Assessing the Regional Climate Response to Different Hengduan Mountains Geometries With a High‐Resolution Regional Climate Model

Abstract

AbstractThe Hengduan Mountains (HM) are located on the southeastern edge of the Tibetan Plateau and feature high mountain ridges (>6,000 m MSL) separated by deep valleys. The HM region also features an exceptionally high biodiversity, believed to have emerged from the topography interacting with the climate. To investigate the role of the HM topography on regional climate, we conduct simulations with the regional climate model COSMO at high horizontal resolutions (at ∼12 km and a convection‐permitting scale of ∼4.4 km) for the period 2001–2005. We conduct one control simulation with modern topography and two idealized experiments with modified topography, inspired by past geological processes that shaped the mountain range.

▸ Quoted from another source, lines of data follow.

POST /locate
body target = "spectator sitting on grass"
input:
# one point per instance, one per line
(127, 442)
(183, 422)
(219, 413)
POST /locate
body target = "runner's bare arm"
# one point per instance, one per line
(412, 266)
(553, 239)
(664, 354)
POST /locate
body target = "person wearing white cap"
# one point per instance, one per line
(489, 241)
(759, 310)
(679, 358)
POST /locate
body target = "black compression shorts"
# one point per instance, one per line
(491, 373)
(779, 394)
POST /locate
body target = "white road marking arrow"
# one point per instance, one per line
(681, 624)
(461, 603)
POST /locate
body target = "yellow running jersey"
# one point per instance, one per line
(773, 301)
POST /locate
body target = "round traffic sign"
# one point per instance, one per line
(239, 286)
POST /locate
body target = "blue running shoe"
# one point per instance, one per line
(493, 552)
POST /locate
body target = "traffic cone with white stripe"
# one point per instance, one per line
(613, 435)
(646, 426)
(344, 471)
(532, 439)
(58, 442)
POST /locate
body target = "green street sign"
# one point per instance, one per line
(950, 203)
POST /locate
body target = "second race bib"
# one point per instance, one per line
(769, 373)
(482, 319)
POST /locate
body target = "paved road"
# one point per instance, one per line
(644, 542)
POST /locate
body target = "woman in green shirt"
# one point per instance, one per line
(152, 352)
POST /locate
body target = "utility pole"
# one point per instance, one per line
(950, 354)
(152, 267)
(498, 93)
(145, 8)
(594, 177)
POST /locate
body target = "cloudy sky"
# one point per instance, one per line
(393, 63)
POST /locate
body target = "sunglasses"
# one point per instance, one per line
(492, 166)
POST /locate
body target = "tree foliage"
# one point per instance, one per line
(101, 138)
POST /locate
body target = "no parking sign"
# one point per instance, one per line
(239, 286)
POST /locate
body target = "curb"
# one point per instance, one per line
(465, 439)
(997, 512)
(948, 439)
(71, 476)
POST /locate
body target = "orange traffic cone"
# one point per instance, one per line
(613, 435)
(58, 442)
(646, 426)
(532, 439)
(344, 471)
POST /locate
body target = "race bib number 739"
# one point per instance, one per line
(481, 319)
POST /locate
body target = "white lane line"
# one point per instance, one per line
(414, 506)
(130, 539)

In the first experiment, we reduce the HM's elevation by applying a spatially non‐uniform scaling to the topography. The results show that, following the uplift of the HM, the local rainy season precipitation increases by ∼25%. Precipitation in Indochina and the Bay of Bengal (BoB) also intensifies. Additionally, the cyclonic circulation in the BoB extends eastward, indicating an intensification of the East Asian summer monsoon. In the second experiment, we remove deep valleys by applying an envelope topography to quantify the effects of terrain undulation with high amplitude and frequency on climate. On the western flanks of the HM, precipitation slightly increases, while the remaining fraction of the mountain range experiences ∼20% less precipitation. Simulations suggest an overall positive feedback between precipitation, erosion, and valley deepening for this region, which could have influenced the diversification of local organisms.